Across the Irish Republic, the election brought about the relentless rise of independents. In the urban areas, hard-left candidates won seats in Dublin, Wexford and Cork. In the far north-west of Donegal, left-wing republican Thomas Pringle won a seat at the expense of Sinn Fein. In the south-west of Ireland, in Kerry, the phenomenon that is the Healey-Rae brothers topped the polls and won seats as independents. Huge numbers of voters rejected the mainstream parties.
Even though these independents and tiny parties often vehemently disagree with each other, they seem to have captured the zeitgeist. They are channelling the disaffection of people, be they urban or rural, against the traditional parties, business and other institutions. They are mobilising on the basis of a populist anti-elite message that rejects the status quo. It is striking how this wave of new independents and tiny parties is grassroots-orientated compared with the top-down technocratic style of the traditional parties. While we could describe some of the independents as left-wing or right-wing in some instances, many defy traditional political categories, and yet all are emerging simultaneously.
Some commentators have dismissed the election of independents as merely the rise of parish-pump politics and populism, with no progressive content. I am not so sure. This move against the mainstream parties reflects a desire among ordinary people to take back a degree of control over their lives at a time when government elites seem remote and out of touch. Instead of allowing politics to happen to them, and passively accepting their lot, people in Ireland are, to an extent, attempting to shape decisions and politics – which can only be a good thing. That new groups of people are getting involved in politics in a new way should be welcomed, even if the outcome is far from certain.

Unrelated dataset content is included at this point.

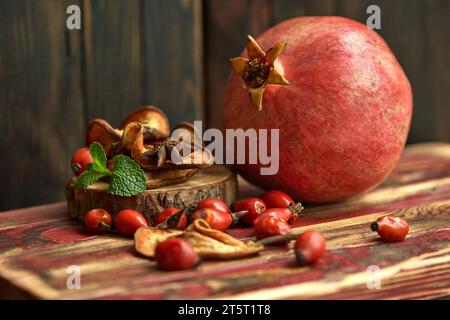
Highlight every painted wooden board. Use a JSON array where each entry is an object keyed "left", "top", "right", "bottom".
[
  {"left": 66, "top": 165, "right": 237, "bottom": 221},
  {"left": 0, "top": 143, "right": 450, "bottom": 299}
]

Watching the raucous nature of the constituency declarations in the count centres throughout the weekend was an uplifting and humorous experience. It was great fun watching establishment politicians fall like skittles as they were bundled away from the microphone by jubilant crowds of chanting supporters of the new triumphant independents who had little time for protocol or etiquette. With adrenalin pumping, crowds of down-to-earth supporters, wearing GAA football jerseys, tracksuit tops and jumpers, brought a real edginess and energy to proceedings. As Ireland approaches the centenary of the Easter Rising, it would be great if that sense of energy could translate more permanently into the body politic. That really would be a fitting tribute to the men and women of 1916.
Kevin Rooney is a teacher, writer and a member of the Institute of Ideas Education Forum.